The art collection has more than 40 works that were initially curated by the artist José Rufino from Paraíba, with the participation of Ricardo and Bruna. Three months ago, French critic Marc Pottier took over and one of his proposals was to put neon chiaroscuro (Bright dark) by the Chilean artist Alfredo Jaar on the facade of the deteriorated building where the plant used to work. The 18-meter work consists of the phrase The old world dies, a new world takes a long time to be born and, in that chiaroscuro, the monsters burst. philosopher Antonio Gramsci written in the 1930s, at the height of fascism in Italy and which dialogues with the tumultuous moment that Brazil is experiencing. The curator also mentions another project to be implemented, the benches for rest created by Claudia Jaguaribe that will be spread throughout the space.

The art collection brings together artists such as Carlos Vergara, Iole de Freitas, Frida Baranek, Artur Lescher, Júlio Villani, Georgia Kyriakakis, Saint Clair Cemin, José Spaniol, Juliana Notari, Denise Milan, José Rufino, Marcio Almeida, Flávio Cerqueira, Bené Fonteles, Hugo França, Paulo Bruscky, Marcelo Silveira, Liliane Dardot and Vanderley Lopes. With the exception of Rufino's work, installed inside the old hangar, the others are scattered around the immense garden that surrounds the three artificial lakes, designed by landscape artist Eduardo Gomes Gonçalves. In the midst of reforestation with around 10 plants of approximately 600 species, the Botanical Garden planted on 33 hectares is a driving force for other actions to generate development and income for the community of XNUMX people who live close to the project.

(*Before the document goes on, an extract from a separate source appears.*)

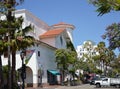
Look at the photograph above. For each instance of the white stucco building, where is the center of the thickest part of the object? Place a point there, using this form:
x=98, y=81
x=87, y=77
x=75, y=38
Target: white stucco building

One of the highlights of the cultural complex is the Arte na Usina Festival, created in 2015, which brings together artists and intellectuals around concerts, residencies, literary and art workshops, open to the residents of the community. Also relevant is the music school, equipped with various instruments, offering daily classes to residents. “We got a partnership with the Pernambucano Music Conservatory, our students go to Recife and the teachers come to Usina alternately”, rraises Bruna. still attracts attentionclimate-controlled library with more than five thousand cataloged copies, in addition to a FabLab with computer terminals connected to the internet, 3D printers and a laser cutter for community projects, in addition to a partnership with school units. Since its creation, Usina de Arte transcends artistic experiences and tries to exercise otherness in the socio/cultural transformation of the community.